Warfare in which the combatants have markedly different military capabilities and the weaker side uses non-standard tactics such as terrorism.


Example Citation:


“The conflict is an example of asymmetric warfare, which does not match the relatively even strength of two conventional military forces. It occurs when a weaker combatant uses nontraditional weapons and strategy in order to obtain a fighting advantage over a stronger opponent.


The Palestinians are employing asymmetric tactics in order to achieve concessions from a conventionally stronger Israeli opponent, Cordesman says, attacking Israeli settlements, detonating car bombs, using the media as a ‘political weapon,’ and even hacking Israeli computers.”

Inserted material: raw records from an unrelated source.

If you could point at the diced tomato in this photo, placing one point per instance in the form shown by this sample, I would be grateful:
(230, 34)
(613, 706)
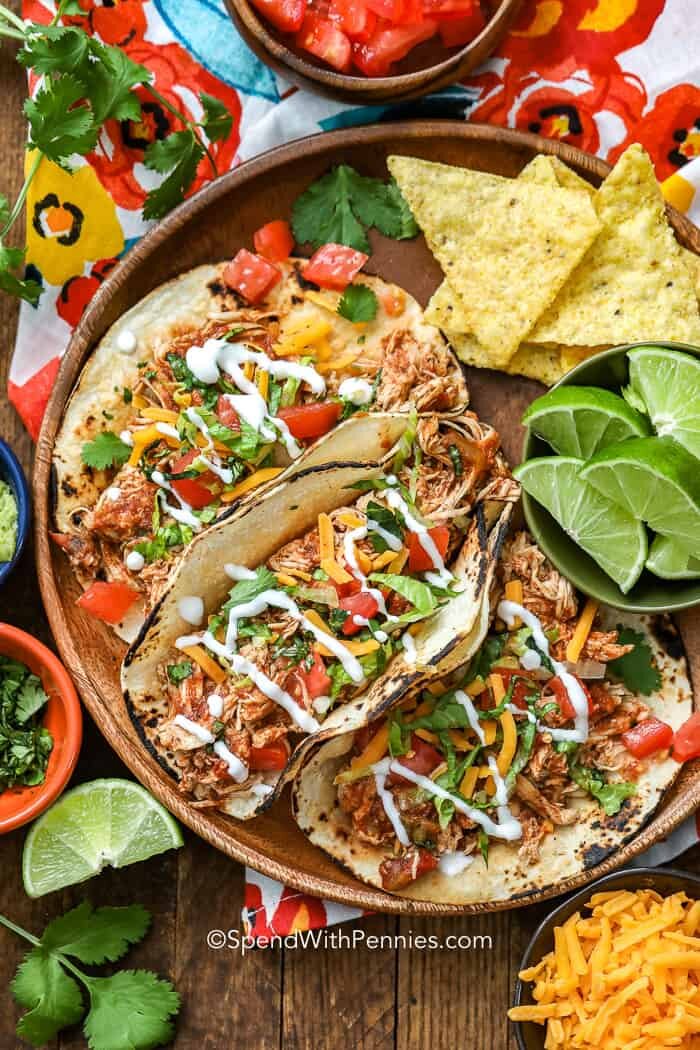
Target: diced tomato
(313, 420)
(334, 267)
(352, 587)
(108, 601)
(274, 756)
(285, 15)
(363, 605)
(424, 760)
(316, 680)
(648, 737)
(325, 41)
(251, 275)
(458, 32)
(274, 240)
(193, 490)
(561, 697)
(388, 45)
(354, 18)
(686, 740)
(391, 11)
(419, 560)
(227, 414)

This is a much-discussed topic in military circles. Overwhelming force doesn’t work well, if at all, against a shadowy entity like al-Qaida because the US a) barely knows who they are, much less *where* they are, b) relies way too heavily on spy gadgetry, and too little on infiltration, to find them, c) believes it could win by blowing them all up – once they find them, that it. In fact, such an approach often backfires, driving moderates to the other side(s).


Here’s why the US approach doesn’t work – from an article on the Spain bombings.:



One alarming reason why most western intelligence agencies appear to have accepted the theory that Eta <Basque separatists> was responsible was that they had no information about an increase in al-Qaida activity. They say there was no “chatter’ – an increase in intercepted communications and other signs – to suggest an al-Qaida attack in Europe was imminent. “Our understanding of al-Qaida is not as it should be,” one well-placed source admitted.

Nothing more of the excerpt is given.